Hi! In order to avoid querying for uids to mutate nodes, I was interested in using a 64 bit hash to assign uids based off an unique external identifier, and had a series of questions regarding the viability of the endeavour. Is it possible to assign all uids in the uint64 range? How could it best be done and would it cause any problems with how the database functioned? Are there any reserved uid ranges that should be avoided?
Only via endpoint
/assign?what=uids&num=100 see => https://dgraph.io/docs/deploy/dgraph-zero/#endpoints
Nope. I think only the uid
0x0 should be avoided.
So I started testing mass allocating uids and it seemed to mostly work, though I did run into a problem with the
maxLeaseId. Although the /assign endpoint does let you allocate 2^64 - 1 uids, this seemingly triggers an overflow in the maxLeaseId, which apparently gets set to (2^64 - 1) + 10000. As a result, the highest realistically allocatable uid seems to be (2^64 - 1) - 10000, which would then leave the
maxLeaseId at 2^64 - 1. However this still results in the remaining 10000 uids as potentially reusable by the controller. Any suggestions as to how to get around this?
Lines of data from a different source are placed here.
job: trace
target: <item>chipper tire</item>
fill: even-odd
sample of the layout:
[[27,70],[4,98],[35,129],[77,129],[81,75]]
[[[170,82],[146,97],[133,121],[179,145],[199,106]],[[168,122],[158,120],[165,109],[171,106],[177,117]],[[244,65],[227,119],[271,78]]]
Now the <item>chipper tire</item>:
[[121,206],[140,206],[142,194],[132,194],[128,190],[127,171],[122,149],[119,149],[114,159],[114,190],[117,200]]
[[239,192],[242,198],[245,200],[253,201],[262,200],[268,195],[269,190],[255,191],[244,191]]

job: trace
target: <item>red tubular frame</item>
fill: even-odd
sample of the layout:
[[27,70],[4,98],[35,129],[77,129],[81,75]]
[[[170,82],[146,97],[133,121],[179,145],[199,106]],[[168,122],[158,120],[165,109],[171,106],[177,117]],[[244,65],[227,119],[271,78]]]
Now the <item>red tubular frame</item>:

Personally I have no idea. I never did this before. Maybe @dmai could help.
Hm… there’s an enhancement we can do here to prevent the overflow the leased UIDs goes over uint64.
Are you concerned about collisions with a 64-bit hashing scheme? The automatic UID assignment by Dgraph guarantees that each node you add has a unique UID.
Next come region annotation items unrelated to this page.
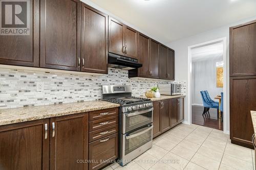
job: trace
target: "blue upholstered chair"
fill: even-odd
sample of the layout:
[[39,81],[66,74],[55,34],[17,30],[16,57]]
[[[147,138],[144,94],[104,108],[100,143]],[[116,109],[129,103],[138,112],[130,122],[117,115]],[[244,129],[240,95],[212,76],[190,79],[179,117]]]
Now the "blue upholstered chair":
[[220,107],[220,109],[221,112],[221,122],[223,122],[223,93],[221,93],[221,106]]
[[210,108],[216,108],[217,109],[217,116],[219,118],[219,104],[211,103],[206,97],[206,95],[204,91],[201,91],[200,93],[204,107],[203,115],[207,112],[209,113]]
[[205,90],[204,92],[205,93],[205,95],[206,95],[206,98],[207,98],[208,100],[209,101],[210,103],[216,103],[217,104],[219,104],[219,102],[214,101],[211,99],[207,90]]

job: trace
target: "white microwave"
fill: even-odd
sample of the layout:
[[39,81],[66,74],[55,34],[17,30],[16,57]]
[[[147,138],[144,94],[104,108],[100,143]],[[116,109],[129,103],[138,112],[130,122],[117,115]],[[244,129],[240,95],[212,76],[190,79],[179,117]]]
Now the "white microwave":
[[179,95],[181,94],[181,84],[159,84],[159,91],[163,95]]

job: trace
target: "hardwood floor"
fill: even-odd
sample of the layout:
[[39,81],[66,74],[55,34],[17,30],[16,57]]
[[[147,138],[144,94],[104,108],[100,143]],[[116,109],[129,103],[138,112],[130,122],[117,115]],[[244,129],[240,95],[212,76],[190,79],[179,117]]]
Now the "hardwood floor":
[[200,106],[192,106],[192,124],[223,130],[223,123],[217,118],[216,109],[211,108],[210,114],[205,113],[203,116],[204,107]]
Collisions are a pretty big concern we have, making hashing a fairly flawed solution to our problem, perhaps to the point of not really being viable. For our use case, we will have a dataset of around 600m-1.5b nodes and we need an efficient way to perform weekly batch updates. In order to make the process relatively performant, we’re experimenting with different methods to avoid unnecessary queries to handle the xid to uid mapping for updates.
If you have a separate store of the xid/uids, then you can use that to send mutations directly for the appropriate nodes in Dgraph. The
/assign endpoint lets you manage your own range of UIDs to do that. Other users have also asked about managing their own UIDs which is where
Is the live loader xidmap well-suited for handling high volumes of uids, or do you think it would be a better idea to go down the route of setting up a separate store for the uid/xid map?